En suivant les choix de West, nous traduisons les poèmes de Théognis en laissant tomber les vers qu’il considère comme insérés tardivement ou anonymes, les vers 1 à 10 par exemple. Souvent il s’agit de débuts d’élégies, ou de morceaux qui ne constituent pas des poèmes entiers. Comme pour les autres poètes élégiaques, les thèmes principaux de Théognis sont : les difficultés de la vie politique, les qualités morales, l’affirmation de la noblesse, fondée sur l’amitié.

 

Invocations

Artémis, tueuse de bêtes, à qui Agamemnon                          11
    consacra un autel lorsqu’il vogua vers Troie,*
écoute ma prière et protège-moi des malheurs.
    C’est peu pour toi, déesse, mais pour moi beaucoup.

*Ce sanctuaire est attesté à Mégare.

Muses et Grâces, filles de Zeus, qui êtes venues                     15
    aux noces de Cadmos chanter un beau poème :
«Le beau nous est aimable, mais le vil n’est pas aimable.»*
    Ce poème venait de bouches immortelles.

*Platon cite ces mots en disant «le vieux proverbe» (Lysis, 216 c). Cadmos épousa Harmonie et fut le fondateur de Thèbes.

La signature du poète

Cyrnos, que ces poèmes soient marqués d’un sceau,
    fruits de mon art. Jamais on ne les volera ;                         20
on n’échangera pas contre le pire le meilleur,*
    et chacun pourra dire : «Ils sont de Théognis
le Mégarien. Il est très renommé parmi les hommes.»
    Je ne puis pourtant plaire à tous les citoyens.
Rien d’étonnant, fils de Polypaos ; car même Zeus                25
    ne plait à tous en envoyant pluie ou beau temps.
Mais, prudent, je t’exposerai, Cyrnos, tous les préceptes
    que j’ai appris enfant des meilleurs d’entre nous.
Sois sensé, et par des actes honteux ou des affronts,
    ne cherche pas profit, honneurs ni avantages.                    30

*Ce vœu n’a pas été réalisé, puisque quantité de vers se sont ajoutés à ceux qui sont authentiques… Hésiode aussi, au début de la Théogonie, «signe» son œuvre.

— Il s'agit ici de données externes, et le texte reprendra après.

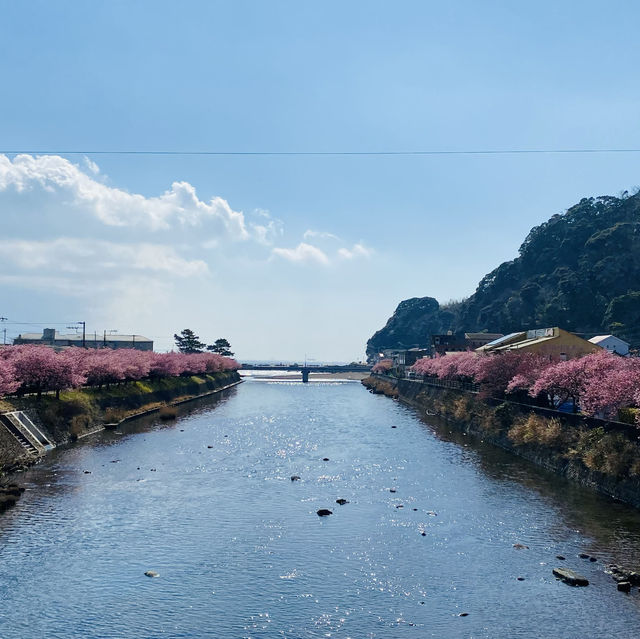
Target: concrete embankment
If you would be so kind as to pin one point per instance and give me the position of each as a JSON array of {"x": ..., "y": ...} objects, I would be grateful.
[
  {"x": 83, "y": 411},
  {"x": 604, "y": 456}
]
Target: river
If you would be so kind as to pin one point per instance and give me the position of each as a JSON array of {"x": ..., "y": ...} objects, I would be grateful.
[{"x": 207, "y": 502}]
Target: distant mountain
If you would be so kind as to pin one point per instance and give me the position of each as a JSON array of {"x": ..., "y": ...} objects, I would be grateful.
[{"x": 579, "y": 270}]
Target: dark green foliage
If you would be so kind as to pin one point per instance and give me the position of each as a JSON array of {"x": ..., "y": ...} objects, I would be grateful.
[
  {"x": 414, "y": 321},
  {"x": 221, "y": 346},
  {"x": 189, "y": 342},
  {"x": 579, "y": 270}
]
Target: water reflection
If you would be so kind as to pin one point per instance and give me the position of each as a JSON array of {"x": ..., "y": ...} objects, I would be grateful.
[{"x": 208, "y": 503}]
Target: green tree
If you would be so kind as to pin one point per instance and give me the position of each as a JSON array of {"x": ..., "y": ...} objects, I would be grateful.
[
  {"x": 221, "y": 347},
  {"x": 188, "y": 342}
]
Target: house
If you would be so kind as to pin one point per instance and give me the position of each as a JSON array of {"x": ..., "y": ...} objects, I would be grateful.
[
  {"x": 612, "y": 343},
  {"x": 51, "y": 337},
  {"x": 554, "y": 343}
]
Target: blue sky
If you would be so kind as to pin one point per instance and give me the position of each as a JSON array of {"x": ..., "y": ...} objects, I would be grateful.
[{"x": 292, "y": 255}]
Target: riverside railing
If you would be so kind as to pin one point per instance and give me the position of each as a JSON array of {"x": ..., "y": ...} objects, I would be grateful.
[{"x": 575, "y": 419}]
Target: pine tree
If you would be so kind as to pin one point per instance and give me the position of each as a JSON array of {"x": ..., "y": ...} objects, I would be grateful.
[{"x": 188, "y": 342}]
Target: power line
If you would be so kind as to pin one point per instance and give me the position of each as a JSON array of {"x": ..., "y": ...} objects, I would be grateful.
[{"x": 326, "y": 153}]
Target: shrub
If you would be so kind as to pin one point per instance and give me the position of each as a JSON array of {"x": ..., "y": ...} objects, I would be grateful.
[
  {"x": 535, "y": 429},
  {"x": 167, "y": 413},
  {"x": 610, "y": 453}
]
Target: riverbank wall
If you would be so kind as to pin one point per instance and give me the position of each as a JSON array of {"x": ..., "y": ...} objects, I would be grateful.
[
  {"x": 83, "y": 411},
  {"x": 603, "y": 456}
]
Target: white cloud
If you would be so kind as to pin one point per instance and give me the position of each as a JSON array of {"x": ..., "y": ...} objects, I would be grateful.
[
  {"x": 303, "y": 253},
  {"x": 357, "y": 250},
  {"x": 62, "y": 180},
  {"x": 91, "y": 257},
  {"x": 322, "y": 235}
]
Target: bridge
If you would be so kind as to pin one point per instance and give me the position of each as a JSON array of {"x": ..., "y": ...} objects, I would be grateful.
[{"x": 305, "y": 370}]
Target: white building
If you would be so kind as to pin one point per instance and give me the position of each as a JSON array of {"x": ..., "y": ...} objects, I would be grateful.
[{"x": 612, "y": 343}]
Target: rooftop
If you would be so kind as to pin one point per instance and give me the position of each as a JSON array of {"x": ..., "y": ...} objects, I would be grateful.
[{"x": 89, "y": 337}]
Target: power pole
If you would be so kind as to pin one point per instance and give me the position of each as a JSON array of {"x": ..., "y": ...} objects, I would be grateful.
[{"x": 84, "y": 332}]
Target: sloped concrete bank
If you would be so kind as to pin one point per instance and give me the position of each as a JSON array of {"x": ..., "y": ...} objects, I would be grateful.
[
  {"x": 81, "y": 412},
  {"x": 602, "y": 456}
]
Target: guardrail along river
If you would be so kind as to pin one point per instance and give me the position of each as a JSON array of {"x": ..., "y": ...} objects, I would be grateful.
[{"x": 208, "y": 503}]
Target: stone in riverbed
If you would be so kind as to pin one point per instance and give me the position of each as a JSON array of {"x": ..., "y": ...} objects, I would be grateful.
[{"x": 570, "y": 577}]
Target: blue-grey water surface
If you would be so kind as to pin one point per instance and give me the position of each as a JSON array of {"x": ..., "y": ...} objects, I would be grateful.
[{"x": 207, "y": 502}]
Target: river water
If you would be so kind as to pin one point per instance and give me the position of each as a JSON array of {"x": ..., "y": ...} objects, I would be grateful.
[{"x": 208, "y": 503}]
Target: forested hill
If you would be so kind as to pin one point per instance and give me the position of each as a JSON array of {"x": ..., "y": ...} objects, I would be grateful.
[{"x": 580, "y": 270}]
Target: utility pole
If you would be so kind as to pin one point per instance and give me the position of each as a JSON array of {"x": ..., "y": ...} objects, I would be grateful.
[{"x": 84, "y": 332}]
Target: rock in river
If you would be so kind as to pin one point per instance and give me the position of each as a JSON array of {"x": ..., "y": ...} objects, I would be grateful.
[{"x": 570, "y": 577}]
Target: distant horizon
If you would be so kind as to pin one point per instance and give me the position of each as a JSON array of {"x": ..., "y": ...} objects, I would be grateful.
[{"x": 294, "y": 254}]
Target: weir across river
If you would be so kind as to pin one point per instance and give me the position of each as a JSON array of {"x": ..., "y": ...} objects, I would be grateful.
[{"x": 305, "y": 369}]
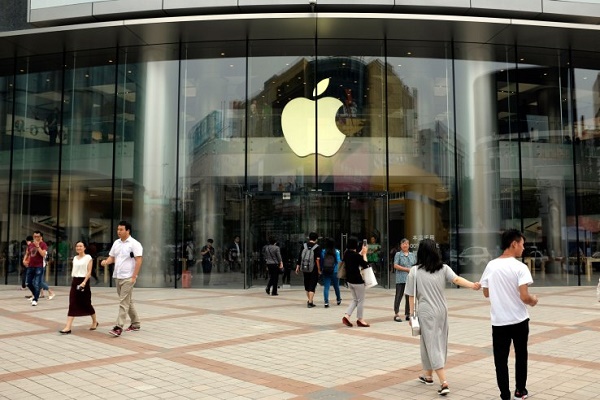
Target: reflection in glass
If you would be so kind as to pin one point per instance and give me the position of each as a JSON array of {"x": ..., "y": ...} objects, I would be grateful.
[
  {"x": 421, "y": 162},
  {"x": 86, "y": 167},
  {"x": 37, "y": 136},
  {"x": 212, "y": 163}
]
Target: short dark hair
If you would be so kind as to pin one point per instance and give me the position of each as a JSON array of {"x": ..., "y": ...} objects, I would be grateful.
[
  {"x": 428, "y": 256},
  {"x": 352, "y": 243},
  {"x": 510, "y": 236},
  {"x": 126, "y": 224}
]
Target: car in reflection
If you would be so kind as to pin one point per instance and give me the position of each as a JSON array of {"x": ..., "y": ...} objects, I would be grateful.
[
  {"x": 475, "y": 257},
  {"x": 538, "y": 257}
]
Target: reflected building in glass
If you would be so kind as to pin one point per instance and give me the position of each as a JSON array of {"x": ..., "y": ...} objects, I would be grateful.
[{"x": 240, "y": 122}]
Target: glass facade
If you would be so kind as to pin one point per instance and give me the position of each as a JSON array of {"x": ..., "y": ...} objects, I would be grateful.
[{"x": 251, "y": 139}]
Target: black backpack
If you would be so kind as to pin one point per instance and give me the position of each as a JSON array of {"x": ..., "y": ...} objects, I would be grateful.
[
  {"x": 328, "y": 264},
  {"x": 308, "y": 258}
]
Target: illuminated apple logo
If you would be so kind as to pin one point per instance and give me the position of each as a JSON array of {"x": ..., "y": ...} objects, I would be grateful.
[{"x": 298, "y": 124}]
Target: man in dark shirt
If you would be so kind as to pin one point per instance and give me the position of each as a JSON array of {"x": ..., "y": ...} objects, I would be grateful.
[
  {"x": 34, "y": 260},
  {"x": 311, "y": 278}
]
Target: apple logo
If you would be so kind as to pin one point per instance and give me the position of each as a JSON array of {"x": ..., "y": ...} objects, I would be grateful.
[{"x": 298, "y": 124}]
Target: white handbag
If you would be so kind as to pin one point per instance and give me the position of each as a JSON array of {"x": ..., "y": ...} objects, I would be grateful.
[
  {"x": 369, "y": 277},
  {"x": 414, "y": 319}
]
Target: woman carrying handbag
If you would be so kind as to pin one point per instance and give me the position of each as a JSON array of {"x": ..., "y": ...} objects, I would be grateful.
[
  {"x": 353, "y": 262},
  {"x": 431, "y": 275}
]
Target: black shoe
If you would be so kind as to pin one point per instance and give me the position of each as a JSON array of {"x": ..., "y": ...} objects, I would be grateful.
[{"x": 521, "y": 394}]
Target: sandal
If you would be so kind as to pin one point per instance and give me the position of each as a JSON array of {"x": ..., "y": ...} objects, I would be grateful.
[{"x": 444, "y": 389}]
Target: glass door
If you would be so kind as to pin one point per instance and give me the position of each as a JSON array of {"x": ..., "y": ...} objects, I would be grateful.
[{"x": 290, "y": 216}]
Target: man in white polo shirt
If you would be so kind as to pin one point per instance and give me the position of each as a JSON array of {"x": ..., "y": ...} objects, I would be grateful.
[
  {"x": 505, "y": 282},
  {"x": 126, "y": 253}
]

Les changements politiques

Tu dois savoir ceci : ne fréquente pas les méchants,
    mais sois toujours avec les meilleurs d’entre nous.*
Avec eux mange et bois, prends place parmi eux,
    et cherche à plaire aux grands, ceux qui ont le pouvoir.
Des nobles t’apprendront l’honnêteté, mais si tu vas                   35
    vers les mauvais, tu perds le bon sens que tu as.
Acquiers cela, fréquente le beau monde, et tu diras
    que j’ai bien conseillé mes amis véritables.

*Les nobles propriétaires fonciers, élevés selon des normes traditionnelles.

Cyrnos, notre cité est grosse, et je crains fort
    qu’elle n’enfante pas qui redresse nos torts.*                             40
Les citoyens sont bien sensés encore, mais nos chefs
    inclinent à tomber dans le pire des crimes.
Jamais bons citoyens, Cyrnos, n’ont perverti de ville,
    mais lorsque les vauriens se plaisent aux excès,
qu’ils maltraitent le peuple et donnent raison aux injustes         45
    pour leurs propres profits et leur soif de pouvoir,
crains bien que cet Etat ne reste pas longtemps en paix,
    bien qu’il profite encore de son profond calme,
dès que des malfaisants se plaisent au profit
    qui amène avec lui tous les malheurs publics.                            50
Arrivent les révoltes et les luttes fratricides,
    la tyrannie. Que notre État jamais n’y tombe !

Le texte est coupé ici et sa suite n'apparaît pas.